Optimum Planting Time: September – November
Flowers: February - April
Where to plant
Narcissus are easy to grow from bulbs. They prefer a well-drained soil in full sun, but they will also cope with heavier soils, and with partial or dappled shade.
How to plant in the ground
1. Before planting, dig the soil over with a spade to break up compaction and clear weeds. On heavy soils, dig in quality garden compost and grit to improve drainage.
2. Using a trowel or a bulb planter dig holes around three times the depth of the bulb, approximately 10cm deep and spaced 15cm apart.
3. Plant a bulb in each hole with the pointed tip facing upwards.
4. Fill the holes, firming the soil gently, and water well to settle the soil around the bulbs.
How to plant in containers
1. Narcissus have an extensive root structure, so plant them in a deep container to give the roots room to grow.
2. Bulbs don’t like waterlogged soil, so place crocks (bits of broken pots) at the bottom of the pot to cover the drainage holes and stop them clogging up with compost.
3. Fill the container with bulb compost or multi-purpose compost to around 15cm below the rim.
4. Place the narcissus bulbs on the compost, spaced around 5-8cm apart with the tips of the bulbs pointing upwards.
5. Cover with compost up to around 3cm from the rim of the container. Firm the compost down gently.
Planting indoor narcissus is a great way to have flowers for the festive season, and the delicious fragrance is an added bonus.
1. Choose bulbs that have been prepared for indoor growing, like Narcissus ‘Paperwhite Ziva’
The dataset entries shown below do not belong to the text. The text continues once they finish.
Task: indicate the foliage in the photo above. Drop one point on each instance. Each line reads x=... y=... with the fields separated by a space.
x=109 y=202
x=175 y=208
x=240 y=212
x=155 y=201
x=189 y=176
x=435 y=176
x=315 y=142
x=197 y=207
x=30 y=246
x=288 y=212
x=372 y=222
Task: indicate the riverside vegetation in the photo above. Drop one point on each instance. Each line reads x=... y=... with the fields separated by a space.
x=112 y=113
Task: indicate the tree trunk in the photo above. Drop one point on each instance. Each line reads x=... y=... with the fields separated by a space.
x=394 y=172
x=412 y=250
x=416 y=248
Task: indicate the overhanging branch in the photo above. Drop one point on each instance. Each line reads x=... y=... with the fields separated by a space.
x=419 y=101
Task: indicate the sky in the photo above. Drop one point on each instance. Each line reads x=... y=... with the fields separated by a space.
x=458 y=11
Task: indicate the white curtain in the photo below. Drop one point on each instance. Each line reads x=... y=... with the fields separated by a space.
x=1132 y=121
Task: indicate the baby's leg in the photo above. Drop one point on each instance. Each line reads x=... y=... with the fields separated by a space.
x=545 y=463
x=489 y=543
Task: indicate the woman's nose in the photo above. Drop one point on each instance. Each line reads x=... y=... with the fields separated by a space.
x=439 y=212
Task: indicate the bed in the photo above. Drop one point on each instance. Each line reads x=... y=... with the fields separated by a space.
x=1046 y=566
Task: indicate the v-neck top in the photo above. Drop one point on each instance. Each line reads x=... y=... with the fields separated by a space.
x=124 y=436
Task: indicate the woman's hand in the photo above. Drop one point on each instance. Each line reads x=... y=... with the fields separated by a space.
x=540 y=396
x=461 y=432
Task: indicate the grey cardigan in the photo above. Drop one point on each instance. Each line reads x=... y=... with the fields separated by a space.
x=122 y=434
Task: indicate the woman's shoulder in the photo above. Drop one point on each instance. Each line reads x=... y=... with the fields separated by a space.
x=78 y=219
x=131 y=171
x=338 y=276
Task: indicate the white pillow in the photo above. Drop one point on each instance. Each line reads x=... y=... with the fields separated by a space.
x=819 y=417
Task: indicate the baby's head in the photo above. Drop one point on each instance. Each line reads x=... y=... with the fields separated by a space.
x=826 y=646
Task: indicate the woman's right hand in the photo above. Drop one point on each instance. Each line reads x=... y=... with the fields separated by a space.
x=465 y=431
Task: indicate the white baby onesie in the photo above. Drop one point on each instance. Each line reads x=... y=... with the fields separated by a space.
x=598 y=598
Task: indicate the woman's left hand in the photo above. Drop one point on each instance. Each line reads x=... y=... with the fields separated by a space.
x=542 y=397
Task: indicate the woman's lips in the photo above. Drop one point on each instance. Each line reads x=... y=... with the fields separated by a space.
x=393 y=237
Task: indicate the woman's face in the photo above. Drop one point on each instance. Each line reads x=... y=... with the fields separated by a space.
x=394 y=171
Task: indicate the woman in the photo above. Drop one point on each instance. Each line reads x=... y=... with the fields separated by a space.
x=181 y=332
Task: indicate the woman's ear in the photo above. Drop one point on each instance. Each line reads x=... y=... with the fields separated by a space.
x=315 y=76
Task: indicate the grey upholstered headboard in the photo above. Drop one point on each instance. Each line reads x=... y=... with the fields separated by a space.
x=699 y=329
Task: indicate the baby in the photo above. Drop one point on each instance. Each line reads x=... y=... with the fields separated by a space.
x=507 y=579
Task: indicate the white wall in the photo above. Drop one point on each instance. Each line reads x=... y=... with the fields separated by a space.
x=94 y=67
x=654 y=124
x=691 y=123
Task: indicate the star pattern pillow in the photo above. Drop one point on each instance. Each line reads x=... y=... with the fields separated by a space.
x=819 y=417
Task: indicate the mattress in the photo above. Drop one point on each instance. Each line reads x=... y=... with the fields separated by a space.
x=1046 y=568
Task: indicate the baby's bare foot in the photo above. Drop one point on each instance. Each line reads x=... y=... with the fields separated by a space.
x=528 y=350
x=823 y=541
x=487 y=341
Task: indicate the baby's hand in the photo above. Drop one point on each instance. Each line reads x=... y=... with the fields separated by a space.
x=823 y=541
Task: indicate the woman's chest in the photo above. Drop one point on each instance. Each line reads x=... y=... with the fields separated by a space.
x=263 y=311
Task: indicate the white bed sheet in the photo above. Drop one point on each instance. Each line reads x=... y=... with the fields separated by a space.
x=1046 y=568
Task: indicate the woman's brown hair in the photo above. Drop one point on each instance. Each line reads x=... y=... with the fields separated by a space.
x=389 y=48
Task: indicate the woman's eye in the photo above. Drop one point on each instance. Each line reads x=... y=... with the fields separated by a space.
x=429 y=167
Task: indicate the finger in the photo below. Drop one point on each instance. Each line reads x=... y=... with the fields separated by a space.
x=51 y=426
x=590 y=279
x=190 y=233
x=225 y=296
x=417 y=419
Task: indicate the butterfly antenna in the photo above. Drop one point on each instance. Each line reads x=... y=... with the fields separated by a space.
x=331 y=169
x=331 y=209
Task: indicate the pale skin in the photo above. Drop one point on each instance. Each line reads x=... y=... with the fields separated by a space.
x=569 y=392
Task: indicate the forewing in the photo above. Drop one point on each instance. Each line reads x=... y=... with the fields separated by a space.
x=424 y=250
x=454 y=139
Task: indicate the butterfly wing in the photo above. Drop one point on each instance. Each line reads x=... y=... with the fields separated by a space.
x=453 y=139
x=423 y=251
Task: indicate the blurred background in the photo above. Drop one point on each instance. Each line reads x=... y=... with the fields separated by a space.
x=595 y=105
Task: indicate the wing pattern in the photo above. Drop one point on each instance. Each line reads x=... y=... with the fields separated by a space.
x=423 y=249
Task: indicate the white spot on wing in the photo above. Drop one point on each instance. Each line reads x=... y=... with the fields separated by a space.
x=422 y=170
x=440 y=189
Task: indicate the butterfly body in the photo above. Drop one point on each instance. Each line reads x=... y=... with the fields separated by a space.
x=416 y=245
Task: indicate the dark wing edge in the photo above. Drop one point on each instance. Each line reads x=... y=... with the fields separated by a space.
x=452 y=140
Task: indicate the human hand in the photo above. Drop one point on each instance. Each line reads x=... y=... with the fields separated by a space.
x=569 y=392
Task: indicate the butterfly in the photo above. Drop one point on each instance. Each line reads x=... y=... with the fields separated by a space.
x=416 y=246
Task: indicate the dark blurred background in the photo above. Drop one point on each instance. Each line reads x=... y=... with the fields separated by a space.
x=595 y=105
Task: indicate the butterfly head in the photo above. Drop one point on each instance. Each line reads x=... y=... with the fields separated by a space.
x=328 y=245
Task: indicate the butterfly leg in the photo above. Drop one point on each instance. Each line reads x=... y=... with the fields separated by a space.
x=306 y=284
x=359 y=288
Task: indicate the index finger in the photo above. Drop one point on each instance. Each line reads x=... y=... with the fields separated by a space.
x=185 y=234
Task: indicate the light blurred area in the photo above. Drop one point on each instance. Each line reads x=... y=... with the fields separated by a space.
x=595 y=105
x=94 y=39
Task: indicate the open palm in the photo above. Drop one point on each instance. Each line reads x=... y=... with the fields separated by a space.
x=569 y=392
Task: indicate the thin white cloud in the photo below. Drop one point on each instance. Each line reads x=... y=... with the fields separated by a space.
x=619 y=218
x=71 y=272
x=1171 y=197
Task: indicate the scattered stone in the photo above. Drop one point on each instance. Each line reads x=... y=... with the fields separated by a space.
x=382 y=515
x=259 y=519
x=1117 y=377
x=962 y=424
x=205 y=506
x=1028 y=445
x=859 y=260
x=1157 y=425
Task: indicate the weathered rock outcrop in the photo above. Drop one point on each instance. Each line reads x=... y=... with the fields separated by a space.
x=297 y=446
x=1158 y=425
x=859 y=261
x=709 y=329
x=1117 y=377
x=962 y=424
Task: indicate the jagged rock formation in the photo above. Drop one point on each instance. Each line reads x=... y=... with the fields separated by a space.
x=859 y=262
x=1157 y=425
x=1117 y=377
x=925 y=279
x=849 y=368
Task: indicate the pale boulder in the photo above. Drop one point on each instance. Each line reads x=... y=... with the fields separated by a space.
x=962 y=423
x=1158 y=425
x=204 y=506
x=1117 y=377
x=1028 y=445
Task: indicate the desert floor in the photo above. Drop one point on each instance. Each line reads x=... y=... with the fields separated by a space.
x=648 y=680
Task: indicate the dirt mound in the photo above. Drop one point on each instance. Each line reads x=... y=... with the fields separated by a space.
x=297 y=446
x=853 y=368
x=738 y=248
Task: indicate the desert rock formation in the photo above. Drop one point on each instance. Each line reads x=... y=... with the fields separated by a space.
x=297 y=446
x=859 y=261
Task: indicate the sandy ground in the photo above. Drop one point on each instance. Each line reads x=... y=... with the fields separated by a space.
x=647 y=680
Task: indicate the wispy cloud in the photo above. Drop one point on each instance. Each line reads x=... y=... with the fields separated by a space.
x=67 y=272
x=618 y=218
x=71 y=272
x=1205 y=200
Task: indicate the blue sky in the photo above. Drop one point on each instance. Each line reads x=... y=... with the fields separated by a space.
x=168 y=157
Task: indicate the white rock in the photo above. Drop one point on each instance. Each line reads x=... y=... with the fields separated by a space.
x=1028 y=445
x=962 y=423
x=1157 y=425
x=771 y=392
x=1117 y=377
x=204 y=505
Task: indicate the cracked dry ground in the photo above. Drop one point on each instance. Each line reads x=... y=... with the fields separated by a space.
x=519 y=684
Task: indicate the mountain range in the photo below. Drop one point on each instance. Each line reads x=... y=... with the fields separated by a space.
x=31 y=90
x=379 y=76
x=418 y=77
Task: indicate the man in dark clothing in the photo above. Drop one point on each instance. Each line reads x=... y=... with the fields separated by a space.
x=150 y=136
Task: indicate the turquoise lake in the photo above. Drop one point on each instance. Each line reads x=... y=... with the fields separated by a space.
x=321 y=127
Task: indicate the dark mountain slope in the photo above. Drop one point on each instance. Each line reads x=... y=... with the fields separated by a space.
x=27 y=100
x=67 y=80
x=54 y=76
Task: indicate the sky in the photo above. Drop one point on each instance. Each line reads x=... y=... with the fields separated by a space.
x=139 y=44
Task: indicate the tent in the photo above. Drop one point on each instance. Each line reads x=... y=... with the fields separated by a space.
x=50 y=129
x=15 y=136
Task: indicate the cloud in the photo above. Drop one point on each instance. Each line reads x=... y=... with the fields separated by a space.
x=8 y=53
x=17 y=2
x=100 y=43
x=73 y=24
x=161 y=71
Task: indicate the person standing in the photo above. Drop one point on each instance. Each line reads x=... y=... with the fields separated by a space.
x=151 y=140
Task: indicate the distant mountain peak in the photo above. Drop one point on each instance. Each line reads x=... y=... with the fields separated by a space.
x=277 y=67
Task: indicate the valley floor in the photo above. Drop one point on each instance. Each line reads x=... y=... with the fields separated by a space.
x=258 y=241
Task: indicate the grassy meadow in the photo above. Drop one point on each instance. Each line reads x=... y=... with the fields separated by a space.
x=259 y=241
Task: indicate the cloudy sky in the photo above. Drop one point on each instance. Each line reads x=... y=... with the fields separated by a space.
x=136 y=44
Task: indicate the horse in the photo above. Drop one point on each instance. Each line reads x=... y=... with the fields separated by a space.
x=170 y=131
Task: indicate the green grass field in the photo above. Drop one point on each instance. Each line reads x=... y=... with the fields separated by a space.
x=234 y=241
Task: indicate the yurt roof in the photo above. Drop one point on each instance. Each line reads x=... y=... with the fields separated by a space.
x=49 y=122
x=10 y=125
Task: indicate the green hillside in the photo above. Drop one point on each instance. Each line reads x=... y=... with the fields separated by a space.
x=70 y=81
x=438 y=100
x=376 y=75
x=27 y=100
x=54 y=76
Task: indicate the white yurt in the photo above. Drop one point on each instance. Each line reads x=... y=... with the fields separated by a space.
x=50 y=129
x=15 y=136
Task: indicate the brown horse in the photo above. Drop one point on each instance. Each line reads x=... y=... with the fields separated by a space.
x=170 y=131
2. Plant the bulbs any time between October and January, approximately 4-6 weeks before you want them to flower.
Planting in a container with drainage:
- Choose a shallow pot with a drainage hole and place it on a driptray. Place a stone or a pot shard inside the pot to cover the drainage hole and stop it being blocked up with compost.
- Fill the pot with multi-purpose compost almost to the top of the pot. Press the bulbs into the compost with their pointed ends facing upwards, so that the top half of the bulb is above the compost. The bulbs can be placed close together so that they are almost touching. Firm the compost around the bulbs and water enough to moisten the compost.
- Place the pot on its drip tray on a sunny windowsill. Water regularly, just enough to keep the compost moist but not sodden. Don’t let the pot sit in a saucer filled with water for long periods or the bulbs may rot.
1. Feed container-grown bulbs with a liquid high-potash fertiliser like tomato feed every 7-10 days, from when the shoots first appear until the foliage starts to die back.
2. Deadhead faded flowers to allow the plants to put all their energy into storing food in the bulbs for next spring.
3. Leave the foliage until it has turned yellow, then cut it back.
Pests and Diseases
Narcissus are usually low-maintenance, but can be susceptible to slugs and snails which eat the foliage and flowers, viruses, basal rot and narcissus bulb fly. Use deterrents such as nematodes, copper tape or pellets to protect against slug damage. Watch out for ‘daffodil blindness’ (bulbs producing foliage but no flowers) which can be caused by shallow planting, leaves removed too early, overcrowding or bulb fly attack.